Voluntarily leave the position of university president? For a rising higher education leader, this is hardly a “usual” path.
However, it is precisely because Corrado’s story is rarely ordinary, so she consciously made another unusual move. “I’m not going to make a transition,” she told me on the phone this week. “But in the past year, even in the incredible academic opportunities, it has exposed very large inequalities.”
Seeing the inequality of low-income students worsen in the past year has become an urgent call for action by Corrado. And she never shy away from working hard.
Corrado grew up near Sunset Park in Brooklyn and was a child of immigrants from the Dominican Republic. Her father drives a taxi. Her mother and other women in her family work in a factory that makes baby clothes. Corrado eventually raised her two younger brothers and started working when she was 11 years old. University does not seem to be an option.
But an emerging organization called Posse Foundation saw something different: potential. With the help of Posse, after graduating from high school, Collado found himself riding a Greyhound bus to Vanderbilt University with a small group of other first-generation students.
That experience, and subsequent graduate work at Duke University, changed her life. Corrado began to blaze a trail, led her to get a graduate degree from Duke University, helped develop the Posse Foundation itself, and became President of Ithaca in 2017.
Along the way, Corrado has supported many students, but is still keenly aware that many first-generation college students are struggling to deal with challenges that no one else can see.
When Corrado first came to the Ithaca College community, countless students lined up to shake hands with her. Among them was a young Latino student who used her mobile phone nervously to chat with someone in Spanish while waiting in line. When the students finally reached Corrado, she burst into tears. “She said,’Can I hug you? I can’t believe that the president of my university is a Dominican!” Corrado recalled. It turns out that the girl shared her experience with her mother over the phone. “At that moment, I really understood the importance of representing the future of that student and many others,” Corrado said.

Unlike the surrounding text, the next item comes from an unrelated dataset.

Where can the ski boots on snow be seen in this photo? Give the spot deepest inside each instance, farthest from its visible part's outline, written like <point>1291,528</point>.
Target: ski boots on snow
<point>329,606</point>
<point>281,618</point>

During her tenure, Corrado put students at the center of the conversation, aiming to “make sure everyone feels they have a place in conversation and work.” She recruited a top-notch senior female leadership team, including people of color. Kind of and many people who are first-generation students themselves. One of the new provost and executive vice president La Jerne Terry Cornish will serve as Ithaca’s interim principal for the next school year. In cooperation with Cornwall, Corrado oversaw the development of Ithaca’s plan for the next five years.
“From the very beginning, President Corrado has been a change agent,” Ithaca trustees David H. Lissy and Jim Nolan were giving the university community a chance. Wrote in the letter. “She gave Ithaca College a deep understanding of the importance of making higher education more accessible and affordable, and why this has such a positive impact not only on students and their families, but on the entire IC’big family’.”
However, when College Track called, Collado once again deeply felt how to break down barriers for the first generation of students and create conditions for success in many institutions.
Corrado’s values cast a decisive vote. Laurene Powell Jobs, Chairman of College Track wrote: “She will take College Track to new heights, inspire and empower the next generation of students who are going to college to do what she has done: pursue her dreams, open up new paths, and It was difficult to climb while climbing.” In a statement.
“The alarming reality is that talent is everywhere, but opportunities are not the case,” Corrado said. “The vision of College Track fits very well with my efforts throughout my career and in Ithaca. I cannot ignore this call for large-scale services and services.”